Unlike traditional tools like VNG or ENG—which are costly, cumbersome, and uncomfortable—the new tool offers a convenient, reliable method for detecting abnormal eye and balance conditions.

Patients can record their eye movements using their smartphones and upload the video to a cloud-based platform. The system then analyzes the footage and provides remote diagnostic feedback from specialists—all without the need for clinic visits.

Precision Eye Tracking with AI
The AI system tracks specific facial points in high resolution to analyze eye motion and assess the slow-phase velocity (SPV)—a key metric used to determine the severity, duration, and direction of nystagmus. The results are presented through easy-to-interpret charts and reports for healthcare professionals.

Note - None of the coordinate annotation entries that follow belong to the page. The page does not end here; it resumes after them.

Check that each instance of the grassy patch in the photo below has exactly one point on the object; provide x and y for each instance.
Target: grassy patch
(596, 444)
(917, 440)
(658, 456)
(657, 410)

Promising Results and Ongoing Development
In a preliminary study published in Cureus and involving 20 participants, the AI tool's results were closely aligned with those from traditional medical equipment, validating its clinical accuracy.

Dr. Ali Danesh, lead researcher and professor at FAU, stated:

“Our AI model offers a promising alternative that can complement—or in some cases replace—traditional diagnostic methods, especially in telemedicine environments.”
He added:
“By integrating deep learning with cloud computing, we make remote diagnostics more flexible, affordable, and accessible, especially for patients in rural and underserved areas.”

The system was trained on over 15,000 videos capturing a wide range of eye movements, and it uses smart filtering algorithms to exclude normal eye activity like blinking for more accurate readings.

A Tool for Modern Telehealth
Beyond diagnostics, the tool helps streamline clinical workflows. Physicians can access AI-generated reports through telehealth platforms, compare them with electronic health records (EHRs), and design personalized treatment plans.

Patients benefit from fewer in-person visits, lower costs, and easier follow-up assessments by uploading new video clips to monitor their condition over time.

Dr. Harshal Sanghvi, postdoctoral fellow at FAU’s College of Medicine and first author of the study, noted:

“Though our technology is still in its early stages, it has the potential to redefine care for patients with vestibular and neurological disorders. Its non-invasive and real-time analysis makes it highly scalable—from clinics and ERs to patients’ homes.”

The research team is now focused on refining the model’s accuracy, expanding clinical trials across broader demographics, and obtaining FDA approval for widespread medical use.